Я сел у забора на бугорок, чтоб дождаться Мишеньку. Лопушандия осталась за поворотом, и теперь думалось: «Лопух, ну зачем же ты жвачку отдал?» Конечно, я не имел права этого делать: она мне нужна была, чтобы выменять у Мишеньки марку — особенную, ее как раз недоставало в моей серии. И хотя я не показывал виду, что марка мне очень нужна, Мишенька, наверно, догадался об этом и стал уж очень несговорчивым.

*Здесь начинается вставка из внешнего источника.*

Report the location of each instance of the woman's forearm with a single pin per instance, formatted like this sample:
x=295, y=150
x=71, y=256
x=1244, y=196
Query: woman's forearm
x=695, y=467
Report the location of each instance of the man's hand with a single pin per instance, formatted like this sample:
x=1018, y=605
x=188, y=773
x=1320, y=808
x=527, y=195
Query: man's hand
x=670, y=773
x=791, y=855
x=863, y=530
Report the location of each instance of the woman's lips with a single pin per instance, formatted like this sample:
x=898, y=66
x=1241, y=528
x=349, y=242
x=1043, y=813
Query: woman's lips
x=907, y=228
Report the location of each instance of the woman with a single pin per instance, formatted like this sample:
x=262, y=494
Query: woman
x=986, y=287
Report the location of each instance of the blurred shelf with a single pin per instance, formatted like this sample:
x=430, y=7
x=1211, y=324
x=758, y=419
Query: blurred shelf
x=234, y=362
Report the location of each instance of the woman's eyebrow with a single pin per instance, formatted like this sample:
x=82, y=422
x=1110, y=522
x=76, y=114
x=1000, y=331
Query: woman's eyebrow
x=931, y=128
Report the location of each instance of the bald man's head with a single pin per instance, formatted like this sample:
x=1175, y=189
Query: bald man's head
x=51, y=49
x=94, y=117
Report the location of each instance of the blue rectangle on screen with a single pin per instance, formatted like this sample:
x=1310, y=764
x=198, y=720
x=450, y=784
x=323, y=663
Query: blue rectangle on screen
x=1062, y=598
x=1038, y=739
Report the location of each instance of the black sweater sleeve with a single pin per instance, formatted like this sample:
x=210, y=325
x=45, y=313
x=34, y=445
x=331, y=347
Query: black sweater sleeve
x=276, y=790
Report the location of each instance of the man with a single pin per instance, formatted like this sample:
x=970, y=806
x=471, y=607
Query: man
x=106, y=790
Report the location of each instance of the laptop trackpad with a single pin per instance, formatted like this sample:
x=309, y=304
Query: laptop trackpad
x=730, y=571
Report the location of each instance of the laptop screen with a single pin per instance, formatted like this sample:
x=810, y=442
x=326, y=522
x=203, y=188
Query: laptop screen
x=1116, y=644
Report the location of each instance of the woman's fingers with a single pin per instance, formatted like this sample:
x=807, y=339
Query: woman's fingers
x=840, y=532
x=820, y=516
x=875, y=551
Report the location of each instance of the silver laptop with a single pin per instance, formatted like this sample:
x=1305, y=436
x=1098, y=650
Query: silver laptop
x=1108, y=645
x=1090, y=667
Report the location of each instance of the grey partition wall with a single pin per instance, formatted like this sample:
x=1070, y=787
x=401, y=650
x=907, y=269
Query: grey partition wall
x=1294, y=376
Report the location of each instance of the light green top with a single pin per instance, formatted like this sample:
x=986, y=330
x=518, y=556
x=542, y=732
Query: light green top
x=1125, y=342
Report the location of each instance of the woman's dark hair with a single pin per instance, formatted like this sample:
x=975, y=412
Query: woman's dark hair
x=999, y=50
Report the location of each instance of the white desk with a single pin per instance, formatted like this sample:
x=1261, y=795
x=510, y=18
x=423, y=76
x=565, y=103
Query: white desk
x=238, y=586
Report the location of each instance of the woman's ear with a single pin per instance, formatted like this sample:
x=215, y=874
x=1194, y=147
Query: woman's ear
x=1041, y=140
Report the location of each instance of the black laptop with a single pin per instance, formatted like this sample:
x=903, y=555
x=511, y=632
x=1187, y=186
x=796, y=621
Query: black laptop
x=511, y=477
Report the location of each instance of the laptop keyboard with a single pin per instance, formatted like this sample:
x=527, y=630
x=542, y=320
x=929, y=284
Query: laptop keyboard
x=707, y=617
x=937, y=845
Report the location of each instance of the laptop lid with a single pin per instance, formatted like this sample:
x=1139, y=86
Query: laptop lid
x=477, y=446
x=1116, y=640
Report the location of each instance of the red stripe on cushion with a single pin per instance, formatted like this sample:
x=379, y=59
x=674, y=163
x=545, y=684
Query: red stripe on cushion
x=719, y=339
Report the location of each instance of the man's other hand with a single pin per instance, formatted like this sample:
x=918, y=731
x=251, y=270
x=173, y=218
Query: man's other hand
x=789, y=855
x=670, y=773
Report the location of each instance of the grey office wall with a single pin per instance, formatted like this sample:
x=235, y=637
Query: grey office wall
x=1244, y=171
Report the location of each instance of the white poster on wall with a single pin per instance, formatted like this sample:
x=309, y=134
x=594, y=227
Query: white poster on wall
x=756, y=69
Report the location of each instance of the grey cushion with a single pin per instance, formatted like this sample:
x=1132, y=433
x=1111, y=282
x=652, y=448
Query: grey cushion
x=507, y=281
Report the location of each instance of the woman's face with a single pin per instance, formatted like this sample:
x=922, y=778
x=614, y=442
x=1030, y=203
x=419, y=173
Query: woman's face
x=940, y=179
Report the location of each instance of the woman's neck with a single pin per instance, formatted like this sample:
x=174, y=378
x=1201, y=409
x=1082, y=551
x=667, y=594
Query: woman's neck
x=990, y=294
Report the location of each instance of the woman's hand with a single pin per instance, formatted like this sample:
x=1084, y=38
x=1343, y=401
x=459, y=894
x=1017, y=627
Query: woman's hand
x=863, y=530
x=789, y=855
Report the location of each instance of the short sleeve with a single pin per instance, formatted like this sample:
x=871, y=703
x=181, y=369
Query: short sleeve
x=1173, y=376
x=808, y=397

Я достал из портфеля кляссер, в котором ношу марки для обмена. Я осмотрел каждую марку: нет, тут не было ничего такого, что могло бы заинтересовать Мишеньку. Только на одну марку у меня была надежда, но такая слабая, что я решил за надежду ее не считать: зачем зря обманываться в своих надеждах? Я эту марку переложил так, чтобы она на виду была, а когда показался Мишенька, стал ее внимательно рассматривать — это хороший способ заинтересовать человека.

— Привет, шакал! — сказал Мишенька.

— Зорово, шавка! — ответил я.

Такие у нас отношения.

Мишенька сел рядом со мной и сейчас же навалился на меня плечом, еще и локтем в бок больно ткнул. Человек этот с ужасными привычками: во всем от него неудобства и неприятности.

— Скажи честно, надуть меня собираешься? — Мишенька стал открывать свой портфель и поддал мне локтем еще раз — под ребро.

Я его тоже под ребро ткнул. Мишеньку только так и можно вразумить. Наверно, я больно его ткнул: лицо у него стало злым, даже голос дрожал, когда он говорил:

— Шакал, ты меня надуть хочешь! Признавайся!

— Слушай, — сказал я, — давай договоримся: ты меня шакалом не будешь называть, а я тебя шавкой.

Я боялся, как бы мои недоброжелатели не переняли у Мишеньки этого слова. Но, видно, под ребром у Мишеньки все еще болело.